Ultraviolet Light Bulbs
Ultraviolet light (UV) is invisible to the human eye. It is part of the electromagnetic spectrum that lies beyond the purple range of the visible spectrum. The ultraviolet spectrum has wavelengths between 100 and 400 nanometers (nm). The UV spectrum is further divided into wavelength ranges named UVA (blacklight), UVB (phototherapy), and UVC (germicidal).
We carry ultraviolet light bulbs using all of these wavelengths for a variety of stage/studio, special effects, phototherapy, and air/water purification equipment. If you can not find the ultraviolet bulb you need, call 800.784.1998 to speak with a lighting specialist. In most cases, we can help you locate the UV bulb you are looking for.
About UV Bulbs & Fixtures
All of the bulbs and fixtures in this category emit light in the ultraviolet part of the spectrum. However, not all UV bulbs or fixtures are interchangeable. There are a large number of applications utilizing UV light.

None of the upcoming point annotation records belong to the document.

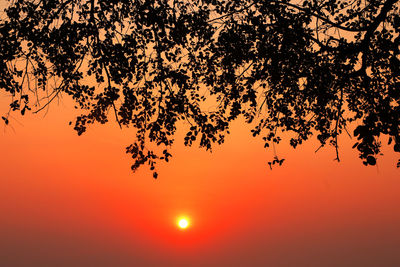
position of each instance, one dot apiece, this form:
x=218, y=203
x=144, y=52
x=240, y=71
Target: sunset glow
x=183, y=223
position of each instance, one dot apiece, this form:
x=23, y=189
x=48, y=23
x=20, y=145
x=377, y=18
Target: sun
x=183, y=223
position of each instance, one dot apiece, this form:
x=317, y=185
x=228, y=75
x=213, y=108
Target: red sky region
x=73, y=201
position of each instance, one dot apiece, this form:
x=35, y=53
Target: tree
x=307, y=67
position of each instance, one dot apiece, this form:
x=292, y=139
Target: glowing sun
x=183, y=223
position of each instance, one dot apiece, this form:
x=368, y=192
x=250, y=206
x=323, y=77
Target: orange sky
x=73, y=201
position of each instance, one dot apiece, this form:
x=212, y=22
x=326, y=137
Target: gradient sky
x=73, y=201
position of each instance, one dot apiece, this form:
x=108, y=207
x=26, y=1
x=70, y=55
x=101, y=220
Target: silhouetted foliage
x=303, y=67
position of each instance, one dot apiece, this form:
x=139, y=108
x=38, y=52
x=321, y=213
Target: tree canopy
x=309, y=67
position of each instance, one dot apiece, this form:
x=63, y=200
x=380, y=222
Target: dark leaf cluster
x=289, y=68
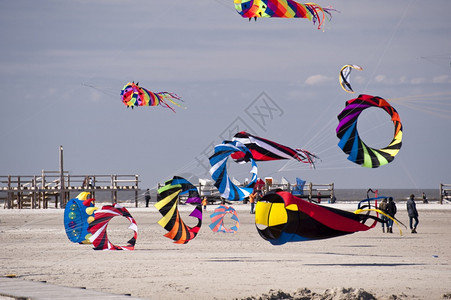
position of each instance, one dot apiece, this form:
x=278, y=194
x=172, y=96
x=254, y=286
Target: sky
x=64, y=63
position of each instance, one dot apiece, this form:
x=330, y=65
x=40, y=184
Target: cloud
x=317, y=80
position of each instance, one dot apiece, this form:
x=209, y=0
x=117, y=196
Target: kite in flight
x=217, y=219
x=281, y=217
x=167, y=206
x=98, y=227
x=345, y=74
x=78, y=213
x=218, y=170
x=282, y=9
x=350, y=141
x=265, y=150
x=133, y=95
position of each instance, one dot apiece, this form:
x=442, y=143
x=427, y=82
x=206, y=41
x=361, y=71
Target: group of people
x=389, y=208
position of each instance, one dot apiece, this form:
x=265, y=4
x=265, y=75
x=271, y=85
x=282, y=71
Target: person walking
x=413, y=213
x=383, y=208
x=391, y=211
x=147, y=197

The UV-A part of the ultraviolet spectrum is used in a wide variety of applications. Commonly referred to as blacklights, these UV bulbs are much more than a novelty. Although they are used in many blacklight fixtures in stage/studio applications, blacklights can be used for fraud detection of currency, validation of identification, and even identifying organic waste to track the path of bedbugs.

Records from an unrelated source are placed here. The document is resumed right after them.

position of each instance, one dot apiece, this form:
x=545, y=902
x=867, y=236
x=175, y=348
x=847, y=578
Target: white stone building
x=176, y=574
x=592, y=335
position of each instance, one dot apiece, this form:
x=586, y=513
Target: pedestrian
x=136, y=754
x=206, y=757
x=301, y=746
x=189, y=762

UV-A light provides very little disinfection power, although it can have some germicidal effectiveness over very long periods of time. It is generally not dangerous to humans, except in high dosage amounts.
Specialty UV-B bulbs are used in medical settings for treatment of jaundice, skin disorders, and other conditions. It can also be used for some germicidal applications, although it does not have nearly the effective power of UV-C lights.
UV-C light can be extremely harmful to human and animal skin and eyes, and is used for disinfection of air and surfaces, as well as water purification. Most UV-C light from the sun is filtered out before it even hits the earth.
UV-C germicidal bulbs and fixtures are most often used in medical settings to sanitize surfaces and clean rooms. Municipalities have long used UV-C for water purification. And with the increased awareness of the danger of airborne pathogens, the demand for UV-C for air purification has skyrocketed.